In an e-mail exchange with Bloomberg Businessweek editor Ira Sager, professor Gruber discusses why he took to the comic book format, what could happen if Obamacare is revoked, and what super power he wishes he did possess.
How did you get the idea to tackle such a complex topic in comic book form?
The publisher approached me and I was initially skeptical. But he pointed out that on an airplane, when they want to teach you something important in a hurry, they hand you a comic. I was sold.
Why is health-care reform important?
Because we have twin crises of a high and rising uninsurance rate and an unsustainable growth rate in health-care costs. The former has huge costs in terms of health and financial bankruptcy. The latter will eventually bankrupt our society.
Why do you believe the Affordable Care Act (ACA) will solve our health-care issues?
Because it fixes broken insurance markets to guarantee fairly priced coverage—leading to 32 million more insured Americans—and because it starts us down the path toward cost control through a number of innovative approaches.
What consequences would we face if this legislation is repealed?
Millions more uninsured Americans, a continued discriminatory insurance market, and no start on controlling health-care costs
Critics of the Affordable Care Act say it doesn’t address health-care costs. Is that perception correct?
It is important to recognize how hard this issue is—there is both enormous scientific uncertainty and a lack of political will to change. Given those constraints, the ACA goes as far as was possible at this time (and perhaps even farther).
What’s the most common misperception of the legislation?

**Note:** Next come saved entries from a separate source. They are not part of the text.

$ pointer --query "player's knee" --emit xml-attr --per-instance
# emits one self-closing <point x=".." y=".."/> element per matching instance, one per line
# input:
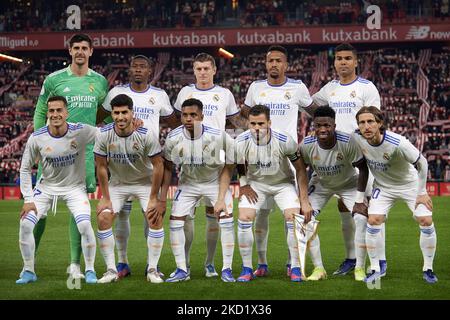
<point x="375" y="220"/>
<point x="84" y="227"/>
<point x="425" y="221"/>
<point x="26" y="226"/>
<point x="341" y="206"/>
<point x="104" y="220"/>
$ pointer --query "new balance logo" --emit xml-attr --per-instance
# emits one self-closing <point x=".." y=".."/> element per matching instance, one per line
<point x="420" y="32"/>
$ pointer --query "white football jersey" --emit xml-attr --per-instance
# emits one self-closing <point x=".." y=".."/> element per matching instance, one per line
<point x="218" y="104"/>
<point x="391" y="162"/>
<point x="128" y="157"/>
<point x="201" y="159"/>
<point x="333" y="167"/>
<point x="148" y="105"/>
<point x="347" y="99"/>
<point x="285" y="101"/>
<point x="63" y="160"/>
<point x="269" y="163"/>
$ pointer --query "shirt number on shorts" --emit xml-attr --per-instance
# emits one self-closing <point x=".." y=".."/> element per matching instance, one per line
<point x="375" y="193"/>
<point x="177" y="194"/>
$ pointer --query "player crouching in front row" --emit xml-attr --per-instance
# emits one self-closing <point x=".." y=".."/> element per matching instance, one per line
<point x="400" y="172"/>
<point x="267" y="154"/>
<point x="129" y="154"/>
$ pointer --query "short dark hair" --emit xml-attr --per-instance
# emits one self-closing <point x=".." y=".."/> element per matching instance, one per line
<point x="141" y="56"/>
<point x="378" y="115"/>
<point x="58" y="98"/>
<point x="192" y="102"/>
<point x="203" y="57"/>
<point x="80" y="37"/>
<point x="122" y="100"/>
<point x="324" y="111"/>
<point x="278" y="48"/>
<point x="346" y="47"/>
<point x="260" y="109"/>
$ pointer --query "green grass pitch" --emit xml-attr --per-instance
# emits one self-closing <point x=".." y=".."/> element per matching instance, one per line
<point x="403" y="280"/>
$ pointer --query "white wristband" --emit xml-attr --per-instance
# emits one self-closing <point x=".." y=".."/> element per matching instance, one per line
<point x="360" y="197"/>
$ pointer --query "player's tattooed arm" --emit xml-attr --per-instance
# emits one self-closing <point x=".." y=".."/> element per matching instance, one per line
<point x="302" y="179"/>
<point x="102" y="177"/>
<point x="239" y="121"/>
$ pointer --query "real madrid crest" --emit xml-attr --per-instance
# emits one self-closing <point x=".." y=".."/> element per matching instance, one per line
<point x="287" y="95"/>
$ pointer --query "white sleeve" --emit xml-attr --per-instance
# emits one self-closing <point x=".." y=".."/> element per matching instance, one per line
<point x="107" y="102"/>
<point x="409" y="151"/>
<point x="304" y="99"/>
<point x="321" y="97"/>
<point x="354" y="151"/>
<point x="232" y="108"/>
<point x="153" y="146"/>
<point x="290" y="148"/>
<point x="166" y="108"/>
<point x="371" y="96"/>
<point x="180" y="99"/>
<point x="304" y="153"/>
<point x="30" y="155"/>
<point x="167" y="151"/>
<point x="249" y="100"/>
<point x="100" y="148"/>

That it is “socialized medicine.” In fact, this approach builds on—and greatly expands—the private health insurance system.

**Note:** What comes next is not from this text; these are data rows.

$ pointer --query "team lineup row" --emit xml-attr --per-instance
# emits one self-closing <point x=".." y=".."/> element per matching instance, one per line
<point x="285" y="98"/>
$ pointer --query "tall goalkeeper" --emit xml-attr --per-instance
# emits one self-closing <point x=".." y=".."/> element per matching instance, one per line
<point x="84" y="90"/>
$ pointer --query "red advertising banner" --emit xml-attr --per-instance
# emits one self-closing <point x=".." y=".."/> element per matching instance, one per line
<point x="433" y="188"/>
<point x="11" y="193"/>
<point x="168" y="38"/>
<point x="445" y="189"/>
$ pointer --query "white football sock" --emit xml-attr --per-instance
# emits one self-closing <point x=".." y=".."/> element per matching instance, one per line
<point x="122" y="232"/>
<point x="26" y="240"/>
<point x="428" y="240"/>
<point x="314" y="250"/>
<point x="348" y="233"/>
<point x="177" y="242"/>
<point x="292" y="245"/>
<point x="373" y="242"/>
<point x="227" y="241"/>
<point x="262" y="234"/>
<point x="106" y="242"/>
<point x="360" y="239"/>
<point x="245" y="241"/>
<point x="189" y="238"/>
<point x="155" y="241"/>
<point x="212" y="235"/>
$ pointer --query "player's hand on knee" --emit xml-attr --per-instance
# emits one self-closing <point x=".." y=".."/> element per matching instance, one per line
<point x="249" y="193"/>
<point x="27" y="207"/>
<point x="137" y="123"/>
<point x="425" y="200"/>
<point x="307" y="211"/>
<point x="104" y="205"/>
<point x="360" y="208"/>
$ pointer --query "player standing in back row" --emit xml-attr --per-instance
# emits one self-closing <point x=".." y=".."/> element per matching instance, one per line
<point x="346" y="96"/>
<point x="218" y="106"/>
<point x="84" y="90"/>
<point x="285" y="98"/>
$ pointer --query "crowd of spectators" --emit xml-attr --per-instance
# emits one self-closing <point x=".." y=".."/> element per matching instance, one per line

Is Mitt Romney making a mistake by distancing himself from what he did in Massachusetts?
We’ll find out in November, if not sooner. I think he was in a very tough position. He could have denied any credit for the only major accomplishment he had as a policy maker, or he could have embraced his achievement—which would have cost him the nomination—or he could try this bizarre dance of taking credit for the accomplishment but denying it will work for Obama. It’s not clear what was best in the end, given the constraints he faced.
As a child, did you read comic books?
Yes, way too many.
Who was your favorite comic book hero—or is there one you most associate with?
I don’t associate with any, but my favorite was Daredevil, the blind, costumed avenger. I have always enjoyed rooting for the underdog.
If you could have one super power, what would it be?
The ability to control time—to stop it or speed it up at will.